第二章
「ちゅんちゅん、ちゅんちゅん」
小鳥が鳴いた。
朝の目覚まし時計代わりのもので、捺揆はゆっくりと体を起こした。
まだ眠いのか体を起こした状態で固まっている。
少し開いたカーテンから漏れる太陽の光は寝起きの捺揆をカンカンと照らした。
「はっくしゅん」
冬の朝はとてつもなく寒い。
捺揆はぶるっと身震いして、早々にベットにもぐりこんだ。
しかし、捺揆は悩んでいた。
少し開いたカーテンから漏れる太陽の光が二度寝の邪魔をするからだ。
閉めようにも布団から出るのがめんどくさくて出られない。
「あぁ、誰か閉めてよ〜」
せつない声で嘆いていた。
すると、その声を聞いていたかのように階段を上ってくる誰かの足音がした。
捺揆はそれを知り、眠っているような仕草をした。
部屋の扉が開いて、捺揆の母が入ってきた。
「早く起きなさい。今日から休みだからってごろごろしてちゃだめですよ。」
と大声で言って、半開きのカーテンを全開にした。
カァっとまぶしい光が部屋中を照らした。
「わあ。まだ眠いのにぃ」
捺揆の行動は裏腹に出た。
寝ているふりをしていれば、きっとカーテンを閉めてくれるだろうと思っていたのだ。
捺揆の母は悔しがっている娘を尻目に
「朝御飯できてるから早く降りてきなさいね」
と言って部屋を出て行った。
「あぁあ、今日から休みだっていうのにぃー」
しかめっ面をしながら言った捺揆はしぶしぶ布団から這い出て、zipパーカーを身にまとった。
「今日もいい天気だね」
窓越しに見ながらそう言っている捺揆にひとつ気づいたことがあった。
となりの家に車が止まっている。
「あれ、たしか引越ししたんじゃなかったっけ・・?」
少し不思議に思った捺揆だったが、おいしそうなパンの匂いがして、おなかが鳴った。
おなかに手をあて、
「せなかとおへそがくっつきそう♪」
と歌いながら、部屋を後にした。
一階に下りると、朝ご飯の用意がしてあり、既に誰かが食べていった形跡があった。
「おとうさん、もう会社行ったの?」
「そうよ。お父さんには冬休みなんてないからねえ」
ふふっと笑って捺揆の母が言った。
父より後にご飯を食べる機会がない捺揆はしみじみ思った。
「お父さん、パンの耳嫌いなの?」
母は捺揆の声に気づかなかったのかキッチンで鼻歌を歌いながら、目玉焼きを作っていた。

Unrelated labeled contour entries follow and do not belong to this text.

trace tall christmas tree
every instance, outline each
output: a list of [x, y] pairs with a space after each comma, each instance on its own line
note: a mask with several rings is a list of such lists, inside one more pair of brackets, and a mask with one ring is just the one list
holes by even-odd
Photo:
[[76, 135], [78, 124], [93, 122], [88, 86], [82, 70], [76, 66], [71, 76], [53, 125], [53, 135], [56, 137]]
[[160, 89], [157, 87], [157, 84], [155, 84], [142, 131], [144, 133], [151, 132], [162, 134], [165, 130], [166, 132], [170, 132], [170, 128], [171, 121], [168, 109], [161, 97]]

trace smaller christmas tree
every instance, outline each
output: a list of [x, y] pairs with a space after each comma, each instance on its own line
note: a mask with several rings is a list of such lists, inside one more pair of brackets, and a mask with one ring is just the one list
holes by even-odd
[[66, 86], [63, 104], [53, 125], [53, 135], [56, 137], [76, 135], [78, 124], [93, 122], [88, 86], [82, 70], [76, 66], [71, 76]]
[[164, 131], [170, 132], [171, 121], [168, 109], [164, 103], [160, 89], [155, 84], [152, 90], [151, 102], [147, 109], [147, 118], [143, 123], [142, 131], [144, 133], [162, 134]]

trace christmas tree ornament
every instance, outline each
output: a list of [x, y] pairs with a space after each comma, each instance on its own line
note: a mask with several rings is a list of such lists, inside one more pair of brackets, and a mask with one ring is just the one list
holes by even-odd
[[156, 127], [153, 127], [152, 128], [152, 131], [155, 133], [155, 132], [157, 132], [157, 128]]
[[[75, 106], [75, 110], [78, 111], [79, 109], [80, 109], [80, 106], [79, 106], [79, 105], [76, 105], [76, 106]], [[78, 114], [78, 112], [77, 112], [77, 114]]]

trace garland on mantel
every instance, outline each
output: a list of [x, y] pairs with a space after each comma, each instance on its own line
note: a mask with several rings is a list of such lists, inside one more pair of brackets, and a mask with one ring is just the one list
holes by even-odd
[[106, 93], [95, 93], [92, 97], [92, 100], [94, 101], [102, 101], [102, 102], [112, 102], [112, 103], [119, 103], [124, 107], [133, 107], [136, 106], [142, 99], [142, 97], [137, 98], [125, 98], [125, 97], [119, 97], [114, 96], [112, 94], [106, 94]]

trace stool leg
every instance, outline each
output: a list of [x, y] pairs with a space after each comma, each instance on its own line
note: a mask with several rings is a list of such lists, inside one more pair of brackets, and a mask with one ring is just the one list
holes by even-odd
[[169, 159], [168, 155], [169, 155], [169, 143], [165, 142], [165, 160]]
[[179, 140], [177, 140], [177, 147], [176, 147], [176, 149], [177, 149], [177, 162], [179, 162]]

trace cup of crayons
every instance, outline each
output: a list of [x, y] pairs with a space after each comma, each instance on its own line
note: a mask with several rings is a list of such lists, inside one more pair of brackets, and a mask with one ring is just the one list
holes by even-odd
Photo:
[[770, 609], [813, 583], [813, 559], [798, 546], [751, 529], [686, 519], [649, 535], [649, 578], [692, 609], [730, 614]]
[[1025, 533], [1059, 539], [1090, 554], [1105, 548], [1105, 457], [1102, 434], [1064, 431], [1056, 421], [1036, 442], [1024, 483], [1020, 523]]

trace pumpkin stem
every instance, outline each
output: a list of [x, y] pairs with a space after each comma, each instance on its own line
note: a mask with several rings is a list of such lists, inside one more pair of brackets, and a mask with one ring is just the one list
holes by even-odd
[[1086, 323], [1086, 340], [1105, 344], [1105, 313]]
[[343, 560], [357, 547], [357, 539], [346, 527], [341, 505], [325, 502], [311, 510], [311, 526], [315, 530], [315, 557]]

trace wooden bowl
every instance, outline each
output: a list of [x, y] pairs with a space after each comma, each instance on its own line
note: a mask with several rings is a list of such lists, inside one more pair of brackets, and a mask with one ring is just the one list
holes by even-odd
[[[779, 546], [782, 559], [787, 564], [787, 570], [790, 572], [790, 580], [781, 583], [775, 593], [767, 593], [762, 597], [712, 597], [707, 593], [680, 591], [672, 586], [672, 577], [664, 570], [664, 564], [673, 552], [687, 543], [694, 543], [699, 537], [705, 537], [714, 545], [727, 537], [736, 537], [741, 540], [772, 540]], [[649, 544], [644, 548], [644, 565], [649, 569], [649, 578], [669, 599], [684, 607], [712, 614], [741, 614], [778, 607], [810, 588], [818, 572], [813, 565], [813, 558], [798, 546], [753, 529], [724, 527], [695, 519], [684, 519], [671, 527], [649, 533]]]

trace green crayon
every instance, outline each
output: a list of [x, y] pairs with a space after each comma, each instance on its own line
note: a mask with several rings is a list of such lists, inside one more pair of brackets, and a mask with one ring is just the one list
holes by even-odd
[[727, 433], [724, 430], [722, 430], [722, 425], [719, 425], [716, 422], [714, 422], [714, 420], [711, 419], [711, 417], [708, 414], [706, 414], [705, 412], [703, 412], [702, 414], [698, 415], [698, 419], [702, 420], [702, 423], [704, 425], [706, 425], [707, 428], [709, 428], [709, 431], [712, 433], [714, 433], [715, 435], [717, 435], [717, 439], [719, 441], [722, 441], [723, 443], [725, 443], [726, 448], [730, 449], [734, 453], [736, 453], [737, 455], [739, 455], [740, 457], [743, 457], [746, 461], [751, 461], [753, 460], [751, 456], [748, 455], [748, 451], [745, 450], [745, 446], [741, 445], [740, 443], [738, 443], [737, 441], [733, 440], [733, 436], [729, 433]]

あまりにおなかがすいていたのか、捺揆は父が残していったパンの耳を残さず食べてしまった。
最後の耳を食べるとき、母が朝食を持ってきた。
「あら。食いしん坊ね」
「だって、おなかすいてたんだもん」
捺揆は、朝食のおいしそうな匂いに笑みがこぼれた。
朝食を終え、テレビのワイドショーを見ていたとき、ふと窓の外を見た。
いなかったはずの隣の家に人影が見えた。
「あれ?戻ってきたのかな?」
テーブルで何かしていた母が捺揆の独り言に気づいて言った。
「そうそう、隣のお宅ね、新しい人が入ったのよ」
「そうなんだぁ。どんな人?」
「まだ見たことはないけどね。そのうち挨拶にでも来るんじゃないかしら?」
昔、隣の家には幼い頃から仲が良かった友達が住んでいたが、父親の仕事の関係で引っ越してしまったのだ。
近所に友達がいなくなってしまって悲しみに浸っていた頃があったせいか、新しい人が入ってきたことにうれしさを感じた捺揆であった。